Few people know me, and even fewer people like me. But for those who care, here's a look inside of Wolfie.
I stopped in a truck stop tonight. It was a familiar one but one that I hadn't visited in quite some time. It didn't take me long to realize why I had not stopped there in 3 years.
My father introduced me to this particular truck stop, and for a few years (with the exception of my grandmother's funeral) the only words I have exchanged with the man have been profanities and promises of harm. He used to stop in and have breakfast twice a week at this place. I had not stopped here because I knew this and was avoiding any chance of confrontation with the man. I thought it was safe tonight since his run has changed and there would be no chance of seeing him. I was wrong.
When I sat down I immediately remembered our last meeting here, but was quickly able to put it out of my mind. Then the waitress came over and my introspective began.
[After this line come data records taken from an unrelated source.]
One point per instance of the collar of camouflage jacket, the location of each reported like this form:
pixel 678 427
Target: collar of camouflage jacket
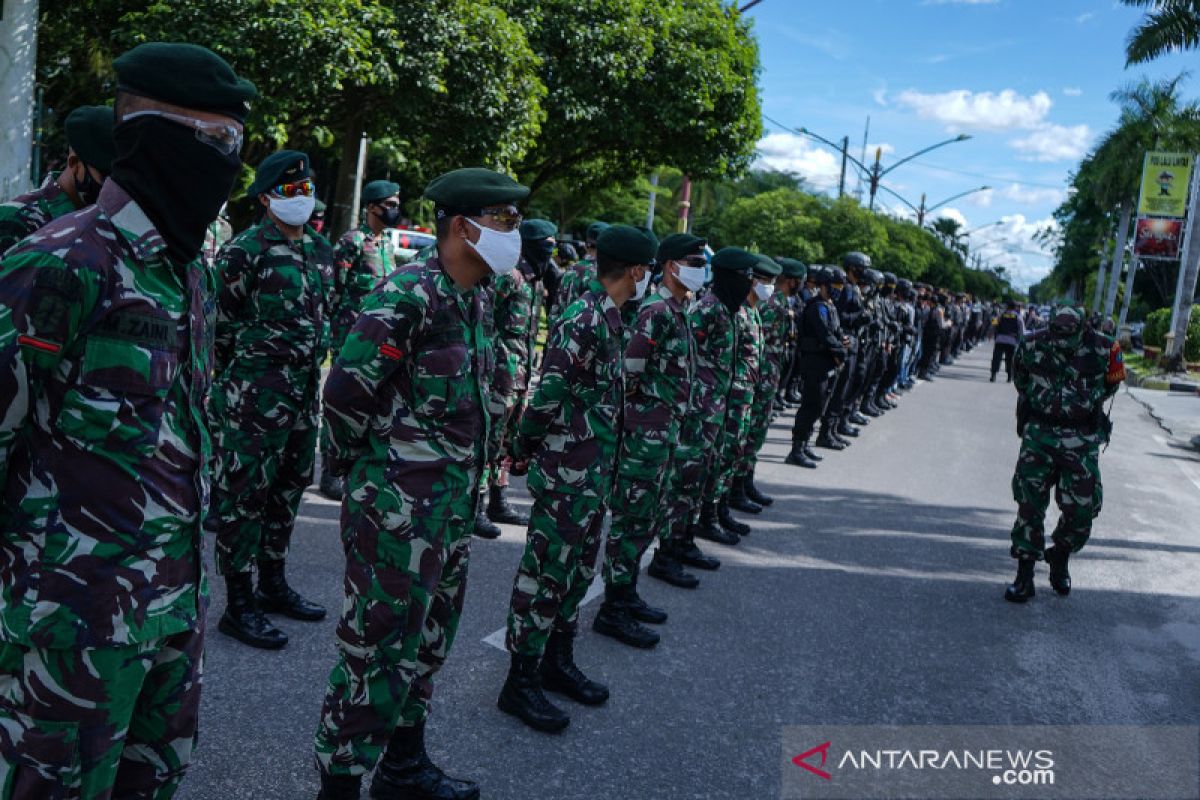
pixel 130 221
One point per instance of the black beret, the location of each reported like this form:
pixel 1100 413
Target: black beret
pixel 282 167
pixel 469 190
pixel 767 268
pixel 184 74
pixel 735 259
pixel 677 246
pixel 89 131
pixel 377 191
pixel 535 229
pixel 625 244
pixel 792 268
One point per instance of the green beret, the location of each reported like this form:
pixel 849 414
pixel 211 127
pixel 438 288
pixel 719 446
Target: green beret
pixel 735 259
pixel 282 167
pixel 767 268
pixel 625 244
pixel 184 74
pixel 377 191
pixel 468 191
pixel 534 229
pixel 90 134
pixel 677 246
pixel 792 268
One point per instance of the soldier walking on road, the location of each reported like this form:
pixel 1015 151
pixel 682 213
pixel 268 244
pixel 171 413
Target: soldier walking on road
pixel 569 440
pixel 277 289
pixel 1065 373
pixel 106 347
pixel 405 403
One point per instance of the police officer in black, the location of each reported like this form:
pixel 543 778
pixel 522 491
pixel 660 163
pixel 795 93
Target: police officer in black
pixel 822 353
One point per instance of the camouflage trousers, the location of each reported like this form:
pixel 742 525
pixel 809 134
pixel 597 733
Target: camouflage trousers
pixel 100 722
pixel 406 581
pixel 262 473
pixel 1067 463
pixel 640 511
pixel 556 570
pixel 760 420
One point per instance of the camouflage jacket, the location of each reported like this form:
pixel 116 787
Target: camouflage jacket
pixel 516 304
pixel 1065 380
pixel 574 283
pixel 105 362
pixel 573 423
pixel 25 214
pixel 407 392
pixel 361 259
pixel 274 300
pixel 660 368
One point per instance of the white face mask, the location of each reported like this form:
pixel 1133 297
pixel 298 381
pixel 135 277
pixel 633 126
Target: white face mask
pixel 499 250
pixel 691 277
pixel 641 286
pixel 292 210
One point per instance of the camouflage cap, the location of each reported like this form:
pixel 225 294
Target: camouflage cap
pixel 377 191
pixel 184 74
pixel 282 167
pixel 89 131
pixel 625 244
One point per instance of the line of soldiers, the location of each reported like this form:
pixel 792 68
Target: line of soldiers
pixel 131 367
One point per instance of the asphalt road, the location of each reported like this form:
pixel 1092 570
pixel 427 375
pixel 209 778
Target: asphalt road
pixel 870 593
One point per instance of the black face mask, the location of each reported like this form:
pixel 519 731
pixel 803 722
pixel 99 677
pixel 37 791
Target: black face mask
pixel 89 187
pixel 179 181
pixel 731 288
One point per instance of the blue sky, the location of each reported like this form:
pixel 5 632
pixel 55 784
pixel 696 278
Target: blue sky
pixel 1029 79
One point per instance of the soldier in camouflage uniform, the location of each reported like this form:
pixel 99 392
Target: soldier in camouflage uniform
pixel 363 257
pixel 89 131
pixel 106 335
pixel 1063 374
pixel 576 280
pixel 660 371
pixel 277 288
pixel 515 300
pixel 406 407
pixel 571 433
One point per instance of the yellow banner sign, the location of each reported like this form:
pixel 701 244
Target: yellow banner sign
pixel 1164 185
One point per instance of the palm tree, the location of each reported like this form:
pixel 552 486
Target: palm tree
pixel 1169 26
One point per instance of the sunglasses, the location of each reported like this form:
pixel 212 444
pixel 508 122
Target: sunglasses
pixel 295 188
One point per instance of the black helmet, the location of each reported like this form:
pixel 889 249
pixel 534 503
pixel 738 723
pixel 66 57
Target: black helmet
pixel 856 260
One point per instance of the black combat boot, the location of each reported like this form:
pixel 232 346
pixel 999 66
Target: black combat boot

She was a nice lady, and didn't know the can of worms she was opening when she asked if I was my father's son (she called him by name). I replied that he was responsible for getting my mom pregnant but I really didn't want to talk about him. She said that she knew I was his son because I look just like him, it was then that I came to a harsh realization. I hate myself because I hate my father.
I know that sounds screwed up, but it's true. I didn't meet the man until I was 27, and only spent 2 years getting to know him. Since that time I have done everything in my power to be the exact opposite of him. But his genetics are hard to escape.
I've always hated the way I look when I see myself in pictures, but it was tonight that I figured out the reason behind that. I do look like the man. I don't know how to fix this, but I sure wish I did.